The EU Commission states that it is for NCAs to take into account all the elements at their disposal and the specific circumstances of the case to determine whether the designated person has control over the Entity. If it is established that the designated person does have control over the Entity then the assets of the Entity must be frozen, although the freeze may be lifted if the Entity can show that such assets are not ‘controlled’ by the designated person. The details of the administrative procedure by which the Entity may do so are to be decided in accordance with national rules.

The Guidance states that it is prohibited to make funds available to the Entity unless this is authorised by the NCA pursuant to one of the derogations available under the Regulations or unless it is reasonably determined that the funds will not be made available to the designated person. Payments from the Entity’s frozen account(s) should not be made unless this is authorised by the NCAs pursuant to one the of derogations. The Guidance adds that the applicability of the derogation in Article 4(1)(c) is limited to fees or services charges that would ensure the routine holding of existing frozen funds.

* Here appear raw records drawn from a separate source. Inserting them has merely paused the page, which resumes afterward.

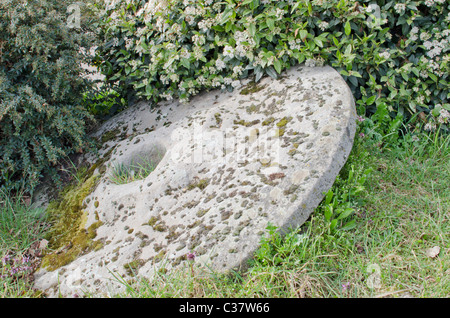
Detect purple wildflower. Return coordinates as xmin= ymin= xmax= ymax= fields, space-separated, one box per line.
xmin=186 ymin=252 xmax=195 ymax=261
xmin=342 ymin=282 xmax=350 ymax=291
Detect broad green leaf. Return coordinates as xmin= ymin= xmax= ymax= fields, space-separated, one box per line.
xmin=344 ymin=21 xmax=352 ymax=36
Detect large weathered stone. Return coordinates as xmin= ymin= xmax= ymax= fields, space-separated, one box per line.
xmin=32 ymin=66 xmax=356 ymax=296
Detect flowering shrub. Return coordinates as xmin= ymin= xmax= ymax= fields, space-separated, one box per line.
xmin=97 ymin=0 xmax=450 ymax=127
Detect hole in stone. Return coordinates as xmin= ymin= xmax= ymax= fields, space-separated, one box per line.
xmin=109 ymin=144 xmax=166 ymax=184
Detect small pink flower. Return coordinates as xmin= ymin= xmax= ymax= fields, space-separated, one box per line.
xmin=186 ymin=252 xmax=195 ymax=261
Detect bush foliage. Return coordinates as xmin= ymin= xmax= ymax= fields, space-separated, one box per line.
xmin=94 ymin=0 xmax=450 ymax=129
xmin=0 ymin=0 xmax=97 ymax=191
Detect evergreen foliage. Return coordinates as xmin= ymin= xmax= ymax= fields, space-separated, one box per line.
xmin=0 ymin=0 xmax=97 ymax=192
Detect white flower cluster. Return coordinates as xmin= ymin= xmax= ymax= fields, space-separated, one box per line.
xmin=425 ymin=0 xmax=447 ymax=7
xmin=394 ymin=3 xmax=406 ymax=13
xmin=423 ymin=39 xmax=449 ymax=58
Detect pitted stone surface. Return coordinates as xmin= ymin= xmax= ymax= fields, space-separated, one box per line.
xmin=35 ymin=66 xmax=356 ymax=296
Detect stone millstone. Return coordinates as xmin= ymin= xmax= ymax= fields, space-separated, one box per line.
xmin=35 ymin=66 xmax=356 ymax=297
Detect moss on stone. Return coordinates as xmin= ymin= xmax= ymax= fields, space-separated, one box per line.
xmin=41 ymin=175 xmax=103 ymax=271
xmin=277 ymin=117 xmax=292 ymax=128
xmin=240 ymin=82 xmax=267 ymax=95
xmin=262 ymin=117 xmax=275 ymax=126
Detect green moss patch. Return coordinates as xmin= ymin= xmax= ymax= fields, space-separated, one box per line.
xmin=41 ymin=175 xmax=103 ymax=271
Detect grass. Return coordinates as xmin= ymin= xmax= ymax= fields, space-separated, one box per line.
xmin=105 ymin=125 xmax=450 ymax=298
xmin=109 ymin=154 xmax=162 ymax=184
xmin=0 ymin=125 xmax=450 ymax=298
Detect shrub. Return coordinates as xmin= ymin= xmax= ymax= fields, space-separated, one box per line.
xmin=97 ymin=0 xmax=450 ymax=127
xmin=0 ymin=0 xmax=98 ymax=192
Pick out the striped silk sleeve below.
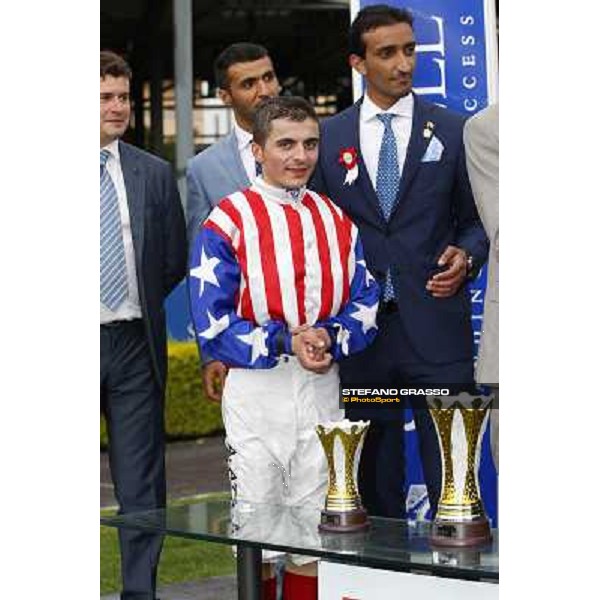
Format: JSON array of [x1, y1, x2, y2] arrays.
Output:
[[315, 226, 379, 360], [188, 226, 291, 369]]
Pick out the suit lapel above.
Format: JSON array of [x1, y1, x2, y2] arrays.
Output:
[[350, 98, 385, 225], [119, 141, 146, 265], [390, 94, 435, 213], [222, 130, 250, 190]]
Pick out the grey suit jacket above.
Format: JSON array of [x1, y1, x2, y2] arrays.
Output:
[[186, 131, 250, 248], [464, 104, 500, 385]]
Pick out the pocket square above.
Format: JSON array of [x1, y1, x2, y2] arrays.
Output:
[[421, 135, 444, 162]]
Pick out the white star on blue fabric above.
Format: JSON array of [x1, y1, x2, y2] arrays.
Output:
[[198, 310, 229, 340], [190, 248, 221, 296], [236, 327, 269, 364], [350, 302, 377, 333], [333, 323, 351, 356], [356, 260, 375, 287]]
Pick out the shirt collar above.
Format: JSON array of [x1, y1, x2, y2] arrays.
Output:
[[233, 117, 252, 150], [100, 139, 119, 161], [360, 93, 415, 121], [251, 175, 306, 204]]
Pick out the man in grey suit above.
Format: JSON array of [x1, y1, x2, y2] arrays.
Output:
[[187, 42, 281, 401], [464, 104, 500, 469], [100, 52, 187, 600]]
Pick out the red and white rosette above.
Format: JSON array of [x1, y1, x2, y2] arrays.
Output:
[[338, 148, 358, 185]]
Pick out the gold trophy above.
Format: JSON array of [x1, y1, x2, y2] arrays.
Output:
[[427, 392, 492, 547], [316, 419, 369, 532]]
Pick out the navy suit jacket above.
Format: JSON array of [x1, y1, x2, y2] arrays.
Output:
[[119, 141, 187, 388], [312, 96, 488, 364]]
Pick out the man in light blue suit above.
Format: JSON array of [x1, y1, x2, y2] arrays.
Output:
[[312, 5, 488, 517], [187, 42, 281, 401], [187, 43, 281, 244]]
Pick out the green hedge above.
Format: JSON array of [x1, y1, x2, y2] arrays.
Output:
[[100, 342, 223, 448]]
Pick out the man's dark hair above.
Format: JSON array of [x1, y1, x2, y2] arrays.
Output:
[[214, 42, 269, 89], [252, 96, 319, 147], [349, 4, 413, 58], [100, 50, 131, 79]]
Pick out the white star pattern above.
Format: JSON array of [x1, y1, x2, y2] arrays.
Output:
[[236, 327, 269, 364], [350, 302, 377, 333], [198, 311, 229, 340], [190, 248, 221, 296], [333, 323, 351, 356], [356, 260, 375, 287]]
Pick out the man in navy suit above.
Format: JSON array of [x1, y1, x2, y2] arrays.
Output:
[[312, 5, 488, 517], [100, 52, 187, 600], [187, 42, 281, 401]]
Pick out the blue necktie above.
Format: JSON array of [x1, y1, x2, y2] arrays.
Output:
[[100, 150, 127, 310], [377, 113, 400, 301]]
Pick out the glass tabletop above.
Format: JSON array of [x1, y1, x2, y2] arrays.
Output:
[[100, 500, 499, 582]]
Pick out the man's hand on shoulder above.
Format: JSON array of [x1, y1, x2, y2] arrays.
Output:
[[426, 246, 468, 298], [292, 325, 333, 374], [202, 360, 229, 402]]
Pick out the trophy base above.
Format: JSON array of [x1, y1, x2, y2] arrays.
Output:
[[319, 508, 369, 533], [430, 517, 492, 548]]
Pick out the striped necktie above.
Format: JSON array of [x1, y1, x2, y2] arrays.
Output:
[[100, 150, 127, 311], [376, 113, 400, 301]]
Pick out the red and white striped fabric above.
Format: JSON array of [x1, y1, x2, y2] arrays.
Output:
[[204, 183, 357, 327]]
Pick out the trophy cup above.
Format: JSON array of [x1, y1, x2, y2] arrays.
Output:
[[316, 419, 369, 533], [427, 392, 491, 547]]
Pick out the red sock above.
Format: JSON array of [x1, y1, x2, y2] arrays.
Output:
[[283, 571, 319, 600], [262, 577, 277, 600]]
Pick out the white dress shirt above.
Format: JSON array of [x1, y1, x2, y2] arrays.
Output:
[[359, 93, 414, 190], [233, 118, 256, 183], [100, 140, 142, 324]]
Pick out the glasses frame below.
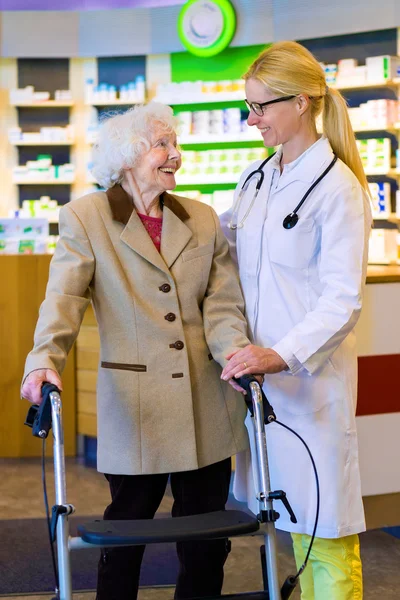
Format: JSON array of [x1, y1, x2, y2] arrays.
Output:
[[244, 95, 296, 117]]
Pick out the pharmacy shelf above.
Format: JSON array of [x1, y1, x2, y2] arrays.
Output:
[[329, 77, 400, 91], [13, 178, 75, 185], [153, 92, 244, 106], [353, 123, 400, 133], [10, 100, 75, 108], [179, 133, 262, 146], [10, 140, 75, 146], [365, 169, 400, 179], [176, 173, 241, 188], [85, 98, 145, 106]]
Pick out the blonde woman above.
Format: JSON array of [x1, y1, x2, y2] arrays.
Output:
[[222, 42, 371, 600]]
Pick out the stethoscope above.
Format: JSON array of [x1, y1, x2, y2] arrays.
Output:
[[228, 152, 337, 230]]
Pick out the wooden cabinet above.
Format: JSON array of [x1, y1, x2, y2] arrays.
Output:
[[0, 255, 76, 458]]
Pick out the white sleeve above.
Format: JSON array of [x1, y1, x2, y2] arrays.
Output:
[[273, 185, 372, 375], [219, 161, 261, 269]]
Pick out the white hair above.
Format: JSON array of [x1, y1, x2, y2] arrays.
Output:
[[91, 102, 178, 189]]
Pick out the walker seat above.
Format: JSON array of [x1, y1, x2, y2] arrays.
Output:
[[78, 510, 260, 547]]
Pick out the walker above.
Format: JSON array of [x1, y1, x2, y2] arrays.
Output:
[[25, 375, 319, 600]]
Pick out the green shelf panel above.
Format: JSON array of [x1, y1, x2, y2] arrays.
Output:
[[171, 44, 270, 83], [176, 179, 239, 192], [171, 100, 248, 113]]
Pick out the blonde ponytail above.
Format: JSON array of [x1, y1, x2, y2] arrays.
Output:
[[244, 42, 369, 194], [322, 89, 369, 194]]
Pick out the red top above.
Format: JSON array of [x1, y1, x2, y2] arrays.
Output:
[[138, 213, 162, 252]]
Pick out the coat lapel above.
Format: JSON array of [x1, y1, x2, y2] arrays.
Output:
[[161, 193, 193, 269], [107, 185, 193, 272]]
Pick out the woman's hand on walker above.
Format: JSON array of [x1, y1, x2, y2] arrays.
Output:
[[21, 369, 62, 404], [221, 344, 288, 381]]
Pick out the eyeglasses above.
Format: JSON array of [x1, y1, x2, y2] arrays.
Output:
[[244, 96, 296, 117]]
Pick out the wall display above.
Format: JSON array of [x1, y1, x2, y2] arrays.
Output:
[[2, 34, 400, 262], [178, 0, 236, 57]]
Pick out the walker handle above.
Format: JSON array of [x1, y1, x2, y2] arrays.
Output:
[[25, 382, 60, 439], [233, 375, 276, 425]]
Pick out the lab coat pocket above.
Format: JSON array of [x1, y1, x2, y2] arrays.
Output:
[[265, 362, 343, 420], [267, 217, 317, 269]]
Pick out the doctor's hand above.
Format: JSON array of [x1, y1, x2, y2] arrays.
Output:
[[221, 344, 288, 381], [228, 375, 264, 396], [21, 369, 62, 404]]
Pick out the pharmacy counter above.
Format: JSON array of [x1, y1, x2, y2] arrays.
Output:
[[367, 265, 400, 283], [356, 266, 400, 522], [0, 255, 76, 458]]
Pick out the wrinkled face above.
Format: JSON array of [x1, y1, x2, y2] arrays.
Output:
[[132, 124, 182, 193], [246, 79, 304, 147]]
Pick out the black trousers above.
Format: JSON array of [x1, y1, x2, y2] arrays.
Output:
[[96, 458, 231, 600]]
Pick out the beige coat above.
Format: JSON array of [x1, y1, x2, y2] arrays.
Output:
[[25, 186, 249, 474]]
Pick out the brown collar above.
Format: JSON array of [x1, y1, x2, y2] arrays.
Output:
[[106, 184, 189, 225]]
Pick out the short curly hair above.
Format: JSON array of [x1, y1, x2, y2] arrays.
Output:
[[91, 102, 178, 189]]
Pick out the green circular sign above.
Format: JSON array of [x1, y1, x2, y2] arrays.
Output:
[[178, 0, 236, 56]]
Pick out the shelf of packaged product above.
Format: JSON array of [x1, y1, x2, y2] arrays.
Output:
[[153, 92, 244, 106], [353, 123, 400, 134], [329, 77, 400, 91], [177, 172, 241, 187], [10, 100, 75, 108], [12, 178, 75, 185], [178, 133, 263, 146], [85, 98, 141, 107], [365, 169, 400, 179], [176, 183, 239, 196], [10, 140, 75, 146]]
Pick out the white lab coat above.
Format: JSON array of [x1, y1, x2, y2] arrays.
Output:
[[221, 137, 371, 538]]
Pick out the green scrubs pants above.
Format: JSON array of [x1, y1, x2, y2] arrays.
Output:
[[292, 533, 363, 600]]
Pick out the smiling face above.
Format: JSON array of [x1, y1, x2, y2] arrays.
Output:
[[132, 124, 182, 195], [246, 78, 307, 147]]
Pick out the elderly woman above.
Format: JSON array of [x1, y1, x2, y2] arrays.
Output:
[[22, 103, 249, 600]]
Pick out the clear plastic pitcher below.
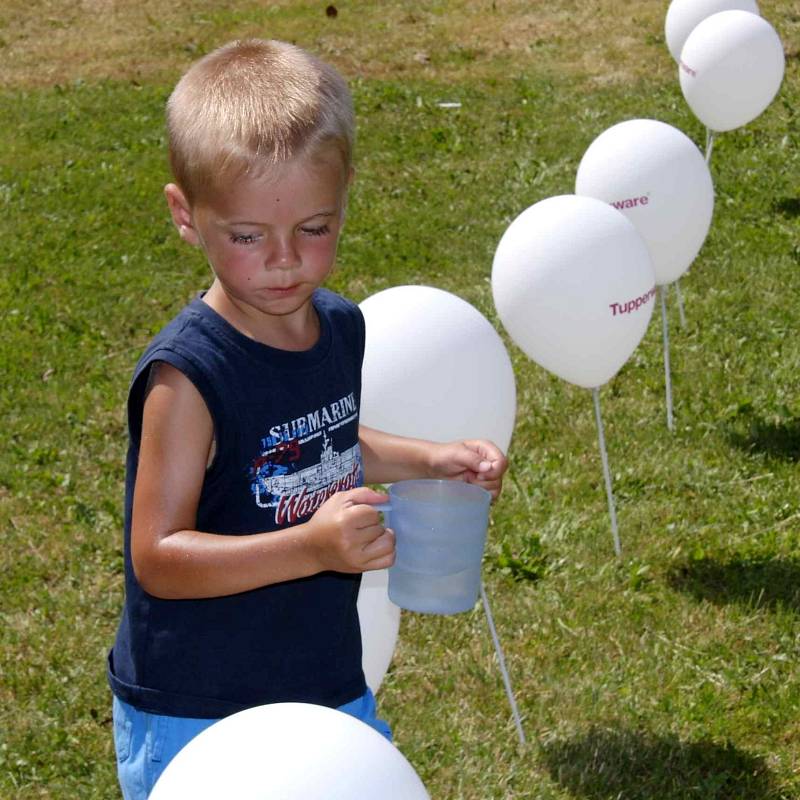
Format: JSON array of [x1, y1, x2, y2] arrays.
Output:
[[377, 480, 492, 614]]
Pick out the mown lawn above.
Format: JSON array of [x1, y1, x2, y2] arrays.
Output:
[[0, 2, 800, 800]]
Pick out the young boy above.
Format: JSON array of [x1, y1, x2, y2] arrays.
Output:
[[108, 40, 506, 800]]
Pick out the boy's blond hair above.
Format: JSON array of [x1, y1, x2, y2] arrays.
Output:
[[167, 39, 355, 205]]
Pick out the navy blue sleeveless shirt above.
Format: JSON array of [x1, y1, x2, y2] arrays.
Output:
[[108, 289, 366, 718]]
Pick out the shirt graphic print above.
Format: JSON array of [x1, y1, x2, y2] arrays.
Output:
[[249, 392, 363, 528]]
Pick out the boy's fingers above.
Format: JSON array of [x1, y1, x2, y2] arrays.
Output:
[[362, 528, 394, 569], [345, 486, 389, 505]]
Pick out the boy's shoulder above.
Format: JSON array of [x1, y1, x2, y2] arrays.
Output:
[[314, 288, 364, 337]]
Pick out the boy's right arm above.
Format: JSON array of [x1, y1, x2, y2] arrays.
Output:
[[131, 362, 394, 599]]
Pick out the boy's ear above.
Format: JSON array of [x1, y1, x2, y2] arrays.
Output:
[[164, 183, 200, 247]]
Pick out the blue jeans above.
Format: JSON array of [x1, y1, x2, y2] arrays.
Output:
[[113, 689, 392, 800]]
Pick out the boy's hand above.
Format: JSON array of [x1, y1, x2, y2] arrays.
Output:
[[308, 486, 394, 572], [430, 439, 508, 500]]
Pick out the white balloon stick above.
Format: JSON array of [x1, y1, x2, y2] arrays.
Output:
[[659, 286, 673, 430], [481, 581, 525, 744], [706, 128, 714, 164], [592, 388, 622, 556], [675, 281, 686, 328]]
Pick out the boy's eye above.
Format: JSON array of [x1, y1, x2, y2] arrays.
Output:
[[300, 224, 330, 236], [230, 233, 258, 244]]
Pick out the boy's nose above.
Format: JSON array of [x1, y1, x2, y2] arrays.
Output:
[[266, 239, 300, 269]]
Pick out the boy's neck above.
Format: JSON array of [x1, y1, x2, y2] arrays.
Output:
[[202, 280, 320, 352]]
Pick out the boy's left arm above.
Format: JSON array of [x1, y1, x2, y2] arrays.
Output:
[[359, 425, 508, 499]]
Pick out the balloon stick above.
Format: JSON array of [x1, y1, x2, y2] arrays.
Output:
[[659, 286, 673, 430], [481, 581, 525, 744], [592, 388, 622, 556], [706, 128, 714, 164], [675, 281, 686, 328]]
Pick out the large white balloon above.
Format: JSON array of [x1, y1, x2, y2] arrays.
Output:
[[678, 10, 785, 133], [492, 195, 655, 389], [361, 286, 516, 451], [664, 0, 759, 61], [150, 703, 429, 800], [358, 569, 400, 694], [575, 119, 714, 285]]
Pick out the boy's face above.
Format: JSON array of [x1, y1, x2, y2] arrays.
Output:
[[167, 152, 348, 332]]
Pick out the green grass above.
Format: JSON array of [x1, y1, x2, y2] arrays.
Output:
[[0, 7, 800, 800]]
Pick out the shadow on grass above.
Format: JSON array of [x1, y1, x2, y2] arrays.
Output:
[[772, 197, 800, 222], [667, 558, 800, 613], [542, 729, 781, 800], [727, 415, 800, 462]]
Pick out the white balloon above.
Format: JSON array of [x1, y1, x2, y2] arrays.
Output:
[[150, 703, 430, 800], [361, 286, 516, 451], [358, 569, 400, 694], [664, 0, 759, 61], [492, 195, 655, 389], [575, 119, 714, 285], [678, 10, 785, 133]]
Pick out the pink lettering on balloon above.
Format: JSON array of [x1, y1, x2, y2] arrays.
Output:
[[611, 194, 650, 211], [608, 286, 656, 317]]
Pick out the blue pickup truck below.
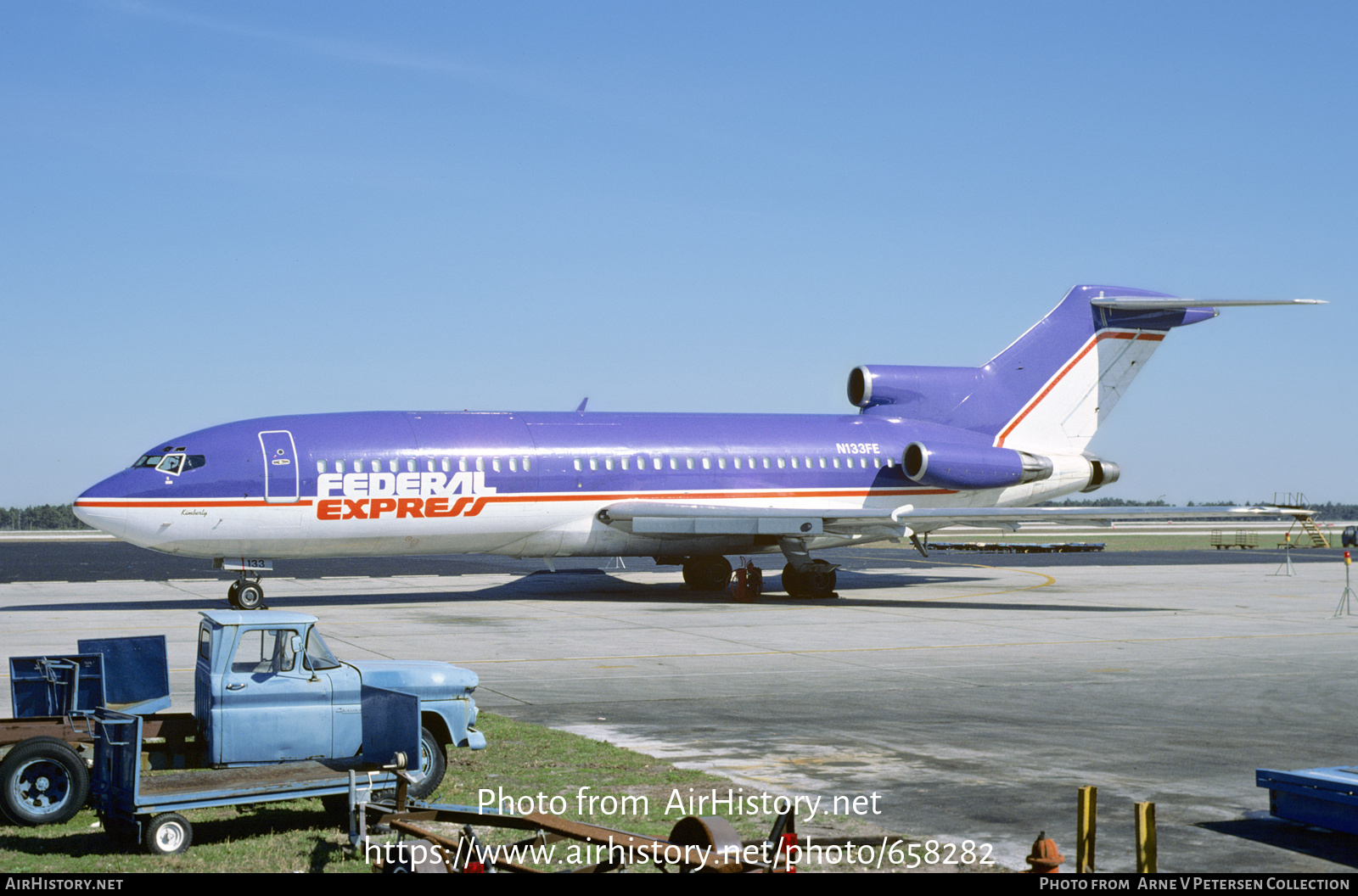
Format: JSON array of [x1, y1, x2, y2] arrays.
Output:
[[0, 609, 486, 824]]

Additionally, the Guidance states that the information-sharing obligations provided for in Articles 8 and 12 of the Regulation are applicable here. NCAs should make the conclusions regarding the existence of such control public. In order to avoid over-compliance, the NCAs could also publicly indicate the assets of these entities that they have determined are not controlled by the designated persons and therefore do not need to be frozen, if any. It remains to be seen whether there will be any appetite to do this given the litigation risk that this may create for the NCAs.

Finally, providing services to or working for the Entity can be considered as making economic resources indirectly available to the designated person if it enables the latter to obtain funds, goods, or services. The NCAs must make an assessment on this.